Our organic ciabatta flour is fantastic for making focaccia with, as it supports high hydration doughs well. If you don’t have it, you could use a strong white bread flour.
Now that the weather is slowly starting to warm up, this is a lovely bread to serve outside with an evening drink, drizzled in plenty of olive oil.
If you don’t want to make it as a sourdough bread, there is a yeasted version you could adapt here.
I used some delicious nocellara olives which were almost too delicious to bake with, but you can use whatever olives you fancy.
The evening before you want to bake, feed your starter to ensure it is very active and bubbly for the following morning.
The next day, weigh the starter, water and flour into a large bowl.
Mix well then cover and leave for 30 minutes to autolyse. Next, add the salt and work well into the dough.
Place the dough back in the bowl, cover, and prove for 1 hour in a warm place.
Add half the olive oil and gently fold into the dough. To do this, imagine 4 sides. Fold the right side to the left, the left to the right, top to bottom, bottom to top.

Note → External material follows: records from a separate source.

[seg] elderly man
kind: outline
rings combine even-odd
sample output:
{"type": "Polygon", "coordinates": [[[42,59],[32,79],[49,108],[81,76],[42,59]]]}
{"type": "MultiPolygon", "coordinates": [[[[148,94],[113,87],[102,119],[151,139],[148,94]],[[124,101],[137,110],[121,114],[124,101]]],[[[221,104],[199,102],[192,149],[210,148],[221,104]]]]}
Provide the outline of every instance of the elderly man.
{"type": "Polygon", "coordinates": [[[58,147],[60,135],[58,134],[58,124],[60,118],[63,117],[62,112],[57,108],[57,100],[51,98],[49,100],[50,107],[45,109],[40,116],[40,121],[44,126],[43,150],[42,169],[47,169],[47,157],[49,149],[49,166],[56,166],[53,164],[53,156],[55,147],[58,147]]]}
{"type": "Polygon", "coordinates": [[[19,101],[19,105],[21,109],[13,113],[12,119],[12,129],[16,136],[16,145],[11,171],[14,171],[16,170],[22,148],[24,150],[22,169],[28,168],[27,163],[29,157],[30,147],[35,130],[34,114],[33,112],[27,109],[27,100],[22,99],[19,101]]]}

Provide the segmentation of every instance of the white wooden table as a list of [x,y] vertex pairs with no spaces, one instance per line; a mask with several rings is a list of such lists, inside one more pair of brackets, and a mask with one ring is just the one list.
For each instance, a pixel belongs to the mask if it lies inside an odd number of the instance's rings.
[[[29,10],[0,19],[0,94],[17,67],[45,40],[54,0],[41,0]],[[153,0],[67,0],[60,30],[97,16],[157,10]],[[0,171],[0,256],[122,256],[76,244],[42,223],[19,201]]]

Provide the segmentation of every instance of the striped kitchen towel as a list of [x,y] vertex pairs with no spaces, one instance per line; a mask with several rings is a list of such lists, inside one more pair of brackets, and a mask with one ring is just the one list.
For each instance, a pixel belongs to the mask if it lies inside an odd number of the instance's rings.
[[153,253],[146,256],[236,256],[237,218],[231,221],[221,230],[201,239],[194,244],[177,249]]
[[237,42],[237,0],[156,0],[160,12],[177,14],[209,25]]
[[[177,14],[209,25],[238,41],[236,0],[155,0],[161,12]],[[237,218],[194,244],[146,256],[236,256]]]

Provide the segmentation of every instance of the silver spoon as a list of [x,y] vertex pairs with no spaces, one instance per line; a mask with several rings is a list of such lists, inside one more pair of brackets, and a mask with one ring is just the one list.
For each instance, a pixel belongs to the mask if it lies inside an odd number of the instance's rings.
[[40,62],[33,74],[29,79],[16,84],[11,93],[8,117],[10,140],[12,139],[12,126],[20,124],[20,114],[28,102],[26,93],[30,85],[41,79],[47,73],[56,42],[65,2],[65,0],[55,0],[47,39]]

Prove for another hour, then add the rest of the olive oil and repeat the folding process. You want to avoid knocking the air out of the dough.
Leave to prove for one remaining hour with one further fold. The dough should be looking pillowy and bubbly. If it doesn’t, give it more time.
Lightly oil a roasting tray with sides and gently pour the dough in. Drizzle with more oil, and then stretch the dough to fill the tray. Leave for 30 minutes.
Drizzle with oil, then add your toppings. Poke dimples into the dough with your fingers and place your olives evenly throughout it, pushing them down into the top, and sprinkle with sea salt flakes. A very little lemon zest is also a nice addition for a variation.
Bake in a hot oven at 250°C for 20-30 minutes until baked through. Keep an eye on the dough, and if it is colouring too fast turn the oven down a little. Leave to cool on a wire rack, drizzle with more oil, and enjoy.